Le subjonctif plus-que-parfait
Résumé
Le subjonctif plus-que-parfait est un subjonctif composé littéraire formé avec le subjonctif imparfait de avoir ou être plus le participe passé ; il exprime un subjonctif passé après un verbe principal au passé et sert aussi, en littérature, de deuxième forme du conditionnel passé.
Explication
Le subjonctif plus-que-parfait se forme avec le subjonctif imparfait de l'auxiliaire avoir ou être + le participe passé : qu'il eût fini, qu'elle fût venue, qu'ils eussent mangé, qu'elles fussent parties. Comme le subjonctif imparfait dont il dérive, il appartient à un registre littéraire très soutenu et est pratiquement absent du français parlé et de l'écrit courant.
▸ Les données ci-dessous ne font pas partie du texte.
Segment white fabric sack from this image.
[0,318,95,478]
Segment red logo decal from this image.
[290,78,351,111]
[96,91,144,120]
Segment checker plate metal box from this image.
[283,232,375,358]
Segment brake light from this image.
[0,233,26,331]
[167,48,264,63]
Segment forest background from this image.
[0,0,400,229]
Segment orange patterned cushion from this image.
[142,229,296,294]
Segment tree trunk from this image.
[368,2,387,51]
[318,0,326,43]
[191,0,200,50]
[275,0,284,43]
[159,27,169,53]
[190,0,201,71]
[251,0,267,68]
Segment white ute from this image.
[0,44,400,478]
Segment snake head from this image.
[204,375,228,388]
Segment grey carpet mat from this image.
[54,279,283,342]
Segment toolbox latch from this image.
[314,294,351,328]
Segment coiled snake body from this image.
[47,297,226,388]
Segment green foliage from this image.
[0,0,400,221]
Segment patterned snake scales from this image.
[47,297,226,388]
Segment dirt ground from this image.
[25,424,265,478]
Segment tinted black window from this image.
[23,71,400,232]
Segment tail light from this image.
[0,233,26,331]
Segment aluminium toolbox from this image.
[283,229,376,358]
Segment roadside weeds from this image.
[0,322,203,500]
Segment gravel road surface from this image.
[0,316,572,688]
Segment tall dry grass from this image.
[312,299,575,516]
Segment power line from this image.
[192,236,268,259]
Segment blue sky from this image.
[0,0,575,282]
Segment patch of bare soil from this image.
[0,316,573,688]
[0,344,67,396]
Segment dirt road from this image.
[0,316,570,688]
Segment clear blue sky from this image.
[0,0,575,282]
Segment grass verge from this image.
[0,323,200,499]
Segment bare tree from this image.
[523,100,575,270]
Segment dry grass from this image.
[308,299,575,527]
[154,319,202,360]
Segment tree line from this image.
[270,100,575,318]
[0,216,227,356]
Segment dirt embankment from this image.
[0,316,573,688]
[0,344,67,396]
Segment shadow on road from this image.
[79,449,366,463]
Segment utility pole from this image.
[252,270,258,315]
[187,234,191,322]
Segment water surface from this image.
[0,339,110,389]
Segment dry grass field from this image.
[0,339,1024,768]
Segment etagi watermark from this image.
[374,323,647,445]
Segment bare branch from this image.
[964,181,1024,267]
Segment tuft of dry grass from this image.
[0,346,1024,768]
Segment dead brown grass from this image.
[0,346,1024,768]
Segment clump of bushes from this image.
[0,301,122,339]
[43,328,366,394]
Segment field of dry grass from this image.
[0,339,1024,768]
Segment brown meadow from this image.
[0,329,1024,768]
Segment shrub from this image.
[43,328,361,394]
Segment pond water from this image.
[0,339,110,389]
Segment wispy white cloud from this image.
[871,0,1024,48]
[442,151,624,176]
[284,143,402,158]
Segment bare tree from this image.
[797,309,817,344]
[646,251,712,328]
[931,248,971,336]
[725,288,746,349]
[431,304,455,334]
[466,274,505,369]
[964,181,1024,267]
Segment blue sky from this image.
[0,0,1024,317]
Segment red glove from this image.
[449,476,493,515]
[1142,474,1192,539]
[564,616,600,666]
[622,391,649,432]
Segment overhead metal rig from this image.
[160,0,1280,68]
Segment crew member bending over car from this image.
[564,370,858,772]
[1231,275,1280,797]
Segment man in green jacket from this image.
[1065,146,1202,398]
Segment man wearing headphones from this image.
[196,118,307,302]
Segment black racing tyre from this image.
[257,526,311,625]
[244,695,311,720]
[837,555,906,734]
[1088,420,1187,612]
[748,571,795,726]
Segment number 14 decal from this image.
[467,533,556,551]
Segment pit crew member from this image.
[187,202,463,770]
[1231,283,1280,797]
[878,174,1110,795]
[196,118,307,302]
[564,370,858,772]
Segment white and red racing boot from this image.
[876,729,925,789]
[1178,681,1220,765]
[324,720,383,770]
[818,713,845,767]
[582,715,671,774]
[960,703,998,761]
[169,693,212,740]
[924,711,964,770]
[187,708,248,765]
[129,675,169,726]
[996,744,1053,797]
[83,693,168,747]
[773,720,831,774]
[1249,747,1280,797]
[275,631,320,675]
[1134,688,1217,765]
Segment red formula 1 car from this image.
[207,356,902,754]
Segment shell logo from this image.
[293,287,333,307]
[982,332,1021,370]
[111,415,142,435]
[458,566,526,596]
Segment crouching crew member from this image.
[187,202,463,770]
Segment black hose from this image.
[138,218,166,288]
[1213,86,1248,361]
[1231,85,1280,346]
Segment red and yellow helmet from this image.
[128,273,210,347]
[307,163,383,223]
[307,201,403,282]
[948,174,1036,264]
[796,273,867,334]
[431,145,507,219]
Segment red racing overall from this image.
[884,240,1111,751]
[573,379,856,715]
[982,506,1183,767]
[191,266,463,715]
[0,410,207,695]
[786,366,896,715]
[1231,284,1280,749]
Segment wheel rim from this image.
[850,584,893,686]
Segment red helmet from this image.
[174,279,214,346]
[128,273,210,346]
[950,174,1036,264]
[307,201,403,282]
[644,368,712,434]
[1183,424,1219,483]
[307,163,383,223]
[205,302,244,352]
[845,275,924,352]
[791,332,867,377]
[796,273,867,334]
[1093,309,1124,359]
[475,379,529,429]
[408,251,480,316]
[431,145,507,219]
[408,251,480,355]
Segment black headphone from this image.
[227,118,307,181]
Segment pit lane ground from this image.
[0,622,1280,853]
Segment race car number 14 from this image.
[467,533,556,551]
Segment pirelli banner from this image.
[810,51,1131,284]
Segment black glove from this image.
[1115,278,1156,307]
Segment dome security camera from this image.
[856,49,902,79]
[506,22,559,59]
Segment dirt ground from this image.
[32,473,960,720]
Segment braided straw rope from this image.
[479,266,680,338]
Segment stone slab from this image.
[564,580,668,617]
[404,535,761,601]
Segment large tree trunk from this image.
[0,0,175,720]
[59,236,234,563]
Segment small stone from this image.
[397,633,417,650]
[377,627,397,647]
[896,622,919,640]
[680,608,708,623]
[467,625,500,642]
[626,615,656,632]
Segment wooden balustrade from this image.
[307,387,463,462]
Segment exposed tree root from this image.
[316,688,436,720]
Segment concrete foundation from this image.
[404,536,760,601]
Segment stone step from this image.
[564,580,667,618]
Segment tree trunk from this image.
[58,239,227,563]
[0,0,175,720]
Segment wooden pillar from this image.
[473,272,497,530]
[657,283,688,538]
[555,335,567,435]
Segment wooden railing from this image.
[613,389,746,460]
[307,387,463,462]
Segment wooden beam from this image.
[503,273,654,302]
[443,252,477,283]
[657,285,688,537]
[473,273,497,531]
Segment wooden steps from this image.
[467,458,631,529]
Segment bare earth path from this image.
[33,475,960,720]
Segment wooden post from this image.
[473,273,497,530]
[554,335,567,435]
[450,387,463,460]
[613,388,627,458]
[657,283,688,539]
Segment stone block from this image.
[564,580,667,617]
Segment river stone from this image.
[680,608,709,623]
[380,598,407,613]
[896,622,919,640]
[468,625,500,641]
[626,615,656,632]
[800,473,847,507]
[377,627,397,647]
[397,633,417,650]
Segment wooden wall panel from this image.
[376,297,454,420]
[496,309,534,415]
Sa fonction première est de servir de subjonctif passé de registre littéraire lorsque le verbe de la principale est lui-même à un temps du passé (imparfait, passé simple, plus-que-parfait ou conditionnel) : « Je craignais qu'il ne fût parti. » Là où le français moderne applique la concordance des temps de façon relâchée et emploie le subjonctif passé quel que soit le temps de la principale (Je craignais qu'il ne soit parti), l'usage classique et littéraire reporte le subjonctif lui-même dans cette forme composée bâtie sur l'imparfait.
Un second emploi, distinct, est celui de « deuxième forme » du conditionnel passé : dans la prose narrative soignée, la même forme peut exprimer un irréel du passé, interchangeable avec le conditionnel passé ordinaire — « Il eût aimé la revoir » signifiant exactement « Il aurait aimé la revoir ». Cette double valeur (subjonctif et conditionnel) est une caractéristique de ce temps et ne se résout qu'à partir du contexte.
Dans tous les registres inférieurs au registre littéraire le plus soutenu, ce temps a été remplacé : le subjonctif passé (que j'aie fini, qu'il soit parti) assume son emploi subjonctif, et le conditionnel passé ordinaire (j'aurais fini, il serait parti) assume son équivalent conditionnel. Un locuteur moderne qui veut dire « je craignais qu'il ne soit parti » n'emploie pas « qu'il ne fût parti ».
Le principal piège pour les apprenants est orthographique et auditif : il faut distinguer eut/fut (passé simple de l'indicatif, sans accent) de eût/fût (subjonctif plus-que-parfait, avec l'accent circonflexe qui marque le subjonctif), formes prononcées de façon identique en français moderne. Lire « il eut fini » comme un subjonctif, ou « qu'il eût fini » comme un indicatif, est une erreur de compréhension fréquente à la lecture de la littérature classique.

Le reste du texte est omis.